The finetuned model is saved in ${BASE_DIR}/models/EGM-8B-SFT. In this repository, we provide a 1k subset vanilla_grounding_reasoning_training_dataset_cot_subset.jsonl solely as an example for SFT. For further details on full SFT data construction, please refer tosft/README.md.

RL Training

Reinforcement Learning is conducted based on the SFT checkpoint. The default configuration utilizes 8 GPUs. You may customize the distributed training settings via the trainer.nnodes and trainer.n_gpus_per_node arguments.

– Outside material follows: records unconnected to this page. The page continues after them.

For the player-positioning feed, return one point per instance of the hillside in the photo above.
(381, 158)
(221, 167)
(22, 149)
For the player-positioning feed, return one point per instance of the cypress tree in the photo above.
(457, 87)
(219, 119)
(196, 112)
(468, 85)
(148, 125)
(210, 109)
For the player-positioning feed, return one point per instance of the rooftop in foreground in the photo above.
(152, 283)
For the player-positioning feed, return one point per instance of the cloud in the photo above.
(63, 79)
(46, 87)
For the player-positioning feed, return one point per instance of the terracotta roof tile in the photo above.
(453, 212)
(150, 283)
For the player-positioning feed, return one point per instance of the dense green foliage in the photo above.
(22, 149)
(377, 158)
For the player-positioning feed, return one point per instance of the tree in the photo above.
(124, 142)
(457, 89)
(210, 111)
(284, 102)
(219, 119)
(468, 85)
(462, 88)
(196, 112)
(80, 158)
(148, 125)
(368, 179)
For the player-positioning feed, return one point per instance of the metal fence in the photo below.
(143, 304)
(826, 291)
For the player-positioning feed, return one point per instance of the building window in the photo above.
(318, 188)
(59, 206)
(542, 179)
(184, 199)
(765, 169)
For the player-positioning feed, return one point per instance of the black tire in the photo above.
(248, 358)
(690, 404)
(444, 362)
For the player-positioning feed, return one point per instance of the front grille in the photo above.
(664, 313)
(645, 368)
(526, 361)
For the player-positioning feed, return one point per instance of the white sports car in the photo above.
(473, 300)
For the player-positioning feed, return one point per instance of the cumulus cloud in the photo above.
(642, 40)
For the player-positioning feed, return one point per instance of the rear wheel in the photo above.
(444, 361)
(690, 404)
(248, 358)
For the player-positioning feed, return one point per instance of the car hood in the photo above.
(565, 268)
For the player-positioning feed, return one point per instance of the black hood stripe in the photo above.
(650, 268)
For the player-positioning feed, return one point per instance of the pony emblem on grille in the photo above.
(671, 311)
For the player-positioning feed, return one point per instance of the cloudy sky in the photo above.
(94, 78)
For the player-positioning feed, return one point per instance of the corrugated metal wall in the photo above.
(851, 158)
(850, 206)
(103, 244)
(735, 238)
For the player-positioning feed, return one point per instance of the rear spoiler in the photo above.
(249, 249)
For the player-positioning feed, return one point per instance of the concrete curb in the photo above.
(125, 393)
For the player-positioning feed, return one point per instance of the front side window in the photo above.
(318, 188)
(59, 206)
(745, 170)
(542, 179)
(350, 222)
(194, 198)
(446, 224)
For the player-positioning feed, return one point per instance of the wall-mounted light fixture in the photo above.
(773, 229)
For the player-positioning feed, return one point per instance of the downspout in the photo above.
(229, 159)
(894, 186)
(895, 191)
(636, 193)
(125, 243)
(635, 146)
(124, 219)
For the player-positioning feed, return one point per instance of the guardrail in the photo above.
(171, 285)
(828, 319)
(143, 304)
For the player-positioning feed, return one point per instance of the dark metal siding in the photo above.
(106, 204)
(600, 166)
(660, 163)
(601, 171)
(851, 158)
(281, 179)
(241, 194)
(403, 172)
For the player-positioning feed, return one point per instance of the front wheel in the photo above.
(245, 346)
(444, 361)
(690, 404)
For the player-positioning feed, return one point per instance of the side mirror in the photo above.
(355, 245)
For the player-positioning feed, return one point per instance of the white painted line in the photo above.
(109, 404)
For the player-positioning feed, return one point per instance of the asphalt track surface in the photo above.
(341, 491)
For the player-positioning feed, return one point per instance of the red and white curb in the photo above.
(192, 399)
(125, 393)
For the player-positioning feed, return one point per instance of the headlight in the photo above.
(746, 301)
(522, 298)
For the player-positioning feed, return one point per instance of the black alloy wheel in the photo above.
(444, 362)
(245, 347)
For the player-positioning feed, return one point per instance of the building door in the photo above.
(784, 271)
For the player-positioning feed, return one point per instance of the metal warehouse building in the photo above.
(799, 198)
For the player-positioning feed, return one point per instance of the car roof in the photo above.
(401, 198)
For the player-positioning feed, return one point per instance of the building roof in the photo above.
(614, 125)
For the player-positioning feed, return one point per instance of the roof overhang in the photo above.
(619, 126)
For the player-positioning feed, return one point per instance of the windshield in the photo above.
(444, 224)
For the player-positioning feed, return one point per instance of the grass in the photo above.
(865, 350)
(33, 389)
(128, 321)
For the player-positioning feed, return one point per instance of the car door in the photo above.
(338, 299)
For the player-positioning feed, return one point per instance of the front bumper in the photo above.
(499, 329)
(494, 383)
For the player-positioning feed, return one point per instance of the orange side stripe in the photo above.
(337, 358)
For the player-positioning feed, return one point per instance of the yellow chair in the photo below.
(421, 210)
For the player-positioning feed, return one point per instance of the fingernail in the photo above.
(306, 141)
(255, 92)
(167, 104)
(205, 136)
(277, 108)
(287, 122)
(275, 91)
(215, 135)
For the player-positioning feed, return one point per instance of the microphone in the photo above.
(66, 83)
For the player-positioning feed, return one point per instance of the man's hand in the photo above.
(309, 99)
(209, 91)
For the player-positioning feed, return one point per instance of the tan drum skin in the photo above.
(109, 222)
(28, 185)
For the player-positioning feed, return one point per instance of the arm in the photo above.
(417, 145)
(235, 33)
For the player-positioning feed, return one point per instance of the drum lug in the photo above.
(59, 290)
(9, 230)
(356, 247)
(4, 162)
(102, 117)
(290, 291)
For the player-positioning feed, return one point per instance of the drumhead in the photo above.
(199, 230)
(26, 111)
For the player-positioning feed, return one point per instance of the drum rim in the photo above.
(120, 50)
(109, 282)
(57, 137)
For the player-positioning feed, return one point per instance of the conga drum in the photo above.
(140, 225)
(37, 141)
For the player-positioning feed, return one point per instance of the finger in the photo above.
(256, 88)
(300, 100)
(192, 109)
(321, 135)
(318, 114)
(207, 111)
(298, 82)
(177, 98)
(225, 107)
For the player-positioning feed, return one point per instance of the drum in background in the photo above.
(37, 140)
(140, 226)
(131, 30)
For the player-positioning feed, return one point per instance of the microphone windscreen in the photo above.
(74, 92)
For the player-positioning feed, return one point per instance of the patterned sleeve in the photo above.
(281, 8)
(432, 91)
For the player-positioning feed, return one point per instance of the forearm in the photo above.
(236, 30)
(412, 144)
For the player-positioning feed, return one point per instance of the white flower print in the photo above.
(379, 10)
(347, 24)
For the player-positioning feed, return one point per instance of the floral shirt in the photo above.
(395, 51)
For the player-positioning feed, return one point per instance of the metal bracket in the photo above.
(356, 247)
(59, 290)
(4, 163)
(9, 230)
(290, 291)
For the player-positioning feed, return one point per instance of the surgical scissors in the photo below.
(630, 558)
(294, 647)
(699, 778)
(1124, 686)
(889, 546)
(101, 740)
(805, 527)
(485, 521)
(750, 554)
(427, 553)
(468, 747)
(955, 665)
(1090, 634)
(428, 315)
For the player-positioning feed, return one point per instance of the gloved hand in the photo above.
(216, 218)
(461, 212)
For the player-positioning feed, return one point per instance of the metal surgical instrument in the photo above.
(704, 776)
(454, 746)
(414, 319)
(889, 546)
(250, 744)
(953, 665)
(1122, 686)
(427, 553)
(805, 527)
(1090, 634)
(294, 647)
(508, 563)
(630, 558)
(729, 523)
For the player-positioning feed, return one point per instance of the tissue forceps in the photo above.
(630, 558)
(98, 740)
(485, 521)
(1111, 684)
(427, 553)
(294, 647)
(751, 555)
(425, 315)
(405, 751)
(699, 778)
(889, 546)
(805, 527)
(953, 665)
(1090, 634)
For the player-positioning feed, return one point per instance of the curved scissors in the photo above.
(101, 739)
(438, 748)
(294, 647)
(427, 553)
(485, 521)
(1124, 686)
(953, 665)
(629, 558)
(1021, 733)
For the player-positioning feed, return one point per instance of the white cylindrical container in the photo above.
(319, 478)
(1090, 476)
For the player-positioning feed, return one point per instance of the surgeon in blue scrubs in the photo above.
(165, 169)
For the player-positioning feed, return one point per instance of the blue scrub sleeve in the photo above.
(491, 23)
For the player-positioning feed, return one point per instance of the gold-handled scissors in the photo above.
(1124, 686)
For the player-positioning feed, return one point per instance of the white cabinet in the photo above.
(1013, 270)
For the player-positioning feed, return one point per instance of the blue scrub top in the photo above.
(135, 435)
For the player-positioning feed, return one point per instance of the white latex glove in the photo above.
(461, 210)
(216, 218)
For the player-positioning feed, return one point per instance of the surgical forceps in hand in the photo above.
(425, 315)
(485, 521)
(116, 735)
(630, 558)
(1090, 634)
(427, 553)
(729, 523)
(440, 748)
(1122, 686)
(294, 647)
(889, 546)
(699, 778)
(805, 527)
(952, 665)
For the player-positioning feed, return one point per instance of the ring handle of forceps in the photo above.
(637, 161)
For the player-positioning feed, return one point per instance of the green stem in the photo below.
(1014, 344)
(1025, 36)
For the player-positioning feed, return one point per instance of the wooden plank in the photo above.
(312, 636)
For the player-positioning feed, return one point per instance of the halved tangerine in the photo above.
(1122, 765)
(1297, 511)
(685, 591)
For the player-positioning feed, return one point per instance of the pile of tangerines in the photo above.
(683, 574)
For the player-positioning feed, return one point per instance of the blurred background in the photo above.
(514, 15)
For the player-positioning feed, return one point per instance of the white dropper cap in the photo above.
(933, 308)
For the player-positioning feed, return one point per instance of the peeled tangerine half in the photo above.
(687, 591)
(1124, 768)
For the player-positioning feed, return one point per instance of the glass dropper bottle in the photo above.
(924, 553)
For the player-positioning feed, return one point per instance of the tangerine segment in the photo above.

We provide the necessary training and validation sets in Parquet format for EGM-Qwen3-VL-8B-v1. Please use the following code to replace the relative image paths within the Parquet files:

cd ../../
# Now at the `EGM` folder 

export BASE_DIR=$(pwd)

# prepare the train data
python ./verl/scripts/replace_img_dir.py \
  --parquet_path ./data/EGM_Datasets/processed_rl_data/train_grounding.parquet  \
  --base_img_root ${BASE_DIR}/data/

# prepare the val data
python ./verl/scripts/replace_img_dir.py \
  --parquet_path ./data/EGM_Datasets/processed_rl_data/val_grounding.parquet  \
  --base_img_root ${BASE_DIR}/data/

Alternatively, you may construct the datasets manually using verl/examples/data_preprocess/grounding_all.sh andverl/examples/data_preprocess/grounding_val.sh.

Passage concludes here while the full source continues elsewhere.